IBEW 2020: Breathing a new life into marine clay in Singapore

Image by Funtay/Shutterstock

Every year, about 1.4 million tonnes of construction waste is being produced in Singapore alone. To help achieve circular economy, the built environment can treat unusable marine clay into an alternative construction material.

Marine clay is soft soil with undrained shear strength values ranging from 10 to 30 kPa. It has been a source of difficulty for property owners as it can cause structural damage in houses or poor drainage. This is because marine clay can shrink and swell during natural changes in soil moisture.

During dry seasons, the soil can lose moisture, which causes the clay to shrink, leaving a void, or gap, under the footings. Bearing support for the footings is lost. The rain then replenishes the soil moisture, causing the clay to swell again.

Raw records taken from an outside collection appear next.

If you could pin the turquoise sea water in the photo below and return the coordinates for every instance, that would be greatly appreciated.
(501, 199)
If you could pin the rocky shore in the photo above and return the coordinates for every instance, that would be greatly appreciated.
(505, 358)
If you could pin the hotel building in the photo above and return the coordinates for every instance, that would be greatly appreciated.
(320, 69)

After several cycles, the rebound of the foundation may be progressively less, resulting in cracks.

Uneven building settlement like this leads to broken footings, cracked masonry walls, interior cracks in plaster, as well as warped door and window frames. At construction sites, marine clay needs to be removed. In the construction of Marina Barrage in Singapore, for example, marine clay was found at the site and had to be removed to ensure the structure’s stability.

About 40 per cent of Singapore’s land surface are rock formations containing marine clay. There is a vast abundance and yet we are unable to use it in construction due to its weak soil properties. Some notable problems are its low bearing capacity, instability and high long-term consolidation. These occur as a result of its low shear strength, high sensitivity, low permeability and high plasticity.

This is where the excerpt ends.